Dette du Sénégal : El Malick Ndiaye exclut toute restructuration et mise sur une gestion souveraine
Le gouvernement sénégalais a clairement défini sa position. Lors d’une rencontre à Dakar, El Malick Ndiaye, président de l’Assemblée nationale, a réaffirmé avec fermeté le refus du pays de procéder à une restructuration de sa dette publique. Selon lui, Dakar privilégie une approche souveraine, fondée sur des arbitrages internes plutôt que sur des négociations avec des créanciers externes. Cette prise de position s’inscrit dans la continuité des déclarations des autorités depuis la révélation, fin 2024, d’un endettement réel bien supérieur aux chiffres officiels préalables.
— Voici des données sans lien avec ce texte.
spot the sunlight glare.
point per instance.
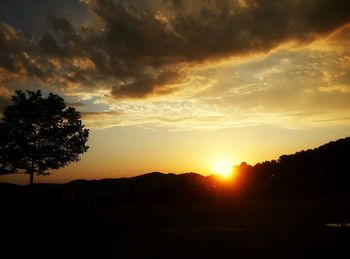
(223, 168)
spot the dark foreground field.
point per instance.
(225, 227)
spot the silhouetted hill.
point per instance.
(323, 170)
(155, 186)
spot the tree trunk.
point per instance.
(31, 179)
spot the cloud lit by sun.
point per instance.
(223, 168)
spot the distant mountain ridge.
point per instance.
(324, 170)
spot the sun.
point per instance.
(223, 168)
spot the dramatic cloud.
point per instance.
(137, 49)
(199, 62)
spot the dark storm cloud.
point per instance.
(134, 41)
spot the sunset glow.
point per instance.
(163, 87)
(223, 168)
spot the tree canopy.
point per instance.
(38, 134)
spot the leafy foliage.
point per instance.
(38, 134)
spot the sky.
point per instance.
(175, 85)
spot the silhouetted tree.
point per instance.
(38, 134)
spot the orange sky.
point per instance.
(175, 86)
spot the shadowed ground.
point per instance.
(217, 228)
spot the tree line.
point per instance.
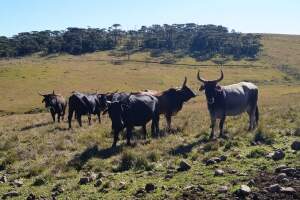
(200, 41)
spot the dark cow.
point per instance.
(56, 104)
(85, 104)
(132, 110)
(230, 100)
(172, 100)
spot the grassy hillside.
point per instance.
(35, 150)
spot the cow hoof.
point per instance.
(224, 136)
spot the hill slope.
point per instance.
(43, 154)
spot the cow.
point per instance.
(85, 104)
(171, 101)
(56, 103)
(230, 100)
(132, 110)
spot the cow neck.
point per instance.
(219, 100)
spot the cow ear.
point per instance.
(201, 88)
(124, 107)
(218, 88)
(105, 111)
(108, 104)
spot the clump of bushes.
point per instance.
(168, 60)
(130, 160)
(263, 136)
(153, 156)
(228, 145)
(211, 146)
(257, 153)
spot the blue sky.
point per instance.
(256, 16)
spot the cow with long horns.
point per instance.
(56, 103)
(230, 100)
(171, 101)
(85, 104)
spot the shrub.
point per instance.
(168, 60)
(156, 52)
(142, 163)
(127, 161)
(131, 161)
(211, 146)
(257, 153)
(153, 156)
(264, 136)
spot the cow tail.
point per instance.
(256, 115)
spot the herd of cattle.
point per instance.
(127, 110)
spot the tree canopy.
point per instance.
(199, 41)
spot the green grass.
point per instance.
(32, 147)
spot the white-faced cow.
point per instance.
(171, 101)
(130, 110)
(56, 103)
(230, 100)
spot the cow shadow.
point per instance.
(25, 128)
(81, 159)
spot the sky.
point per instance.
(248, 16)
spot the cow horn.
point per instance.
(221, 77)
(199, 78)
(184, 82)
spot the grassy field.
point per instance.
(32, 148)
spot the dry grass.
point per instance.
(31, 146)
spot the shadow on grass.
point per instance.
(184, 149)
(79, 160)
(25, 128)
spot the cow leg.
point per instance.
(70, 117)
(144, 131)
(63, 113)
(221, 126)
(155, 126)
(89, 118)
(116, 138)
(58, 117)
(79, 119)
(53, 115)
(99, 118)
(128, 135)
(169, 121)
(251, 114)
(212, 126)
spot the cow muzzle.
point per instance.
(211, 101)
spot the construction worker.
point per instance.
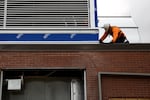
(115, 32)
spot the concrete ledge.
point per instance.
(75, 47)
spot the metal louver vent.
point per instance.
(45, 14)
(1, 13)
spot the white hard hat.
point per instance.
(106, 27)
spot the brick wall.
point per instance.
(93, 62)
(125, 87)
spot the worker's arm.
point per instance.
(115, 34)
(104, 36)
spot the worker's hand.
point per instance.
(100, 41)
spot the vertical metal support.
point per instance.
(85, 90)
(100, 86)
(92, 13)
(1, 84)
(5, 14)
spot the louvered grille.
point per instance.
(1, 13)
(45, 13)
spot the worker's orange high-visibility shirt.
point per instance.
(115, 32)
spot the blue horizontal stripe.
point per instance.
(51, 37)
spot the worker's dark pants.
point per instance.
(122, 40)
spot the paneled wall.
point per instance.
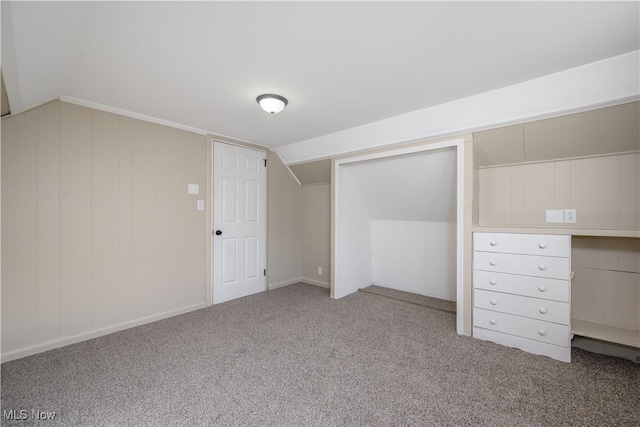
(98, 229)
(316, 233)
(283, 225)
(604, 190)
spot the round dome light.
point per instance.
(271, 103)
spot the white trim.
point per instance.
(61, 342)
(458, 143)
(315, 282)
(285, 283)
(288, 168)
(9, 64)
(151, 119)
(240, 143)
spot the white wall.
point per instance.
(415, 256)
(404, 207)
(353, 247)
(316, 233)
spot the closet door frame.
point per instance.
(458, 144)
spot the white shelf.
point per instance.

Une stratégie économique assumée face aux pressions extérieures
Cette opposition à toute restructuration reflète la ligne politique adoptée par le tandem Diomaye Faye et Ousmane Sonko. Pour les dirigeants sénégalais, engager une renégociation reviendrait à reconnaître un défaut de paiement, ce qui pourrait nuire durablement à la crédibilité du pays sur les marchés financiers mondiaux. El Malick Ndiaye a défendu cette approche en soulignant que le Sénégal dispose des ressources internes nécessaires pour honorer ses engagements. Il a également mis en avant la dimension politique de ce choix, bien au-delà des simples considérations budgétaires.
Cette posture contraste avec les attentes de plusieurs partenaires multilatéraux. Le Fonds monétaire international (FMI), dont le programme avec Dakar reste suspendu depuis la publication des nouveaux chiffres de la dette, a régulièrement insisté sur la nécessité de rétablir une trajectoire budgétaire viable. Par ailleurs, les agences de notation ont dégradé à plusieurs reprises la note souveraine du Sénégal ces derniers mois, rendant plus onéreux tout emprunt sur les marchés internationaux.
Gestion souveraine de la dette : quels leviers pour le Sénégal ?
La gestion souveraine prônée par El Malick Ndiaye s’appuie sur plusieurs mesures déjà initiées par le gouvernement. Parmi les outils envisagés : l’élargissement de l’assiette fiscale, la rationalisation des dépenses publiques, la renégociation ciblée de contrats jugés déséquilibrés, ou encore la mobilisation accrue des revenus issus des hydrocarbures. Cependant, l’efficacité de ces mesures à court terme reste incertaine. Bien que la production pétrolière du champ Sangomar et celle du gaz de Grand Tortue Ahmeyim devraient progressivement renforcer les recettes de l’État, elles ne suffiront probablement pas, à elles seules, à inverser la tendance de l’endettement.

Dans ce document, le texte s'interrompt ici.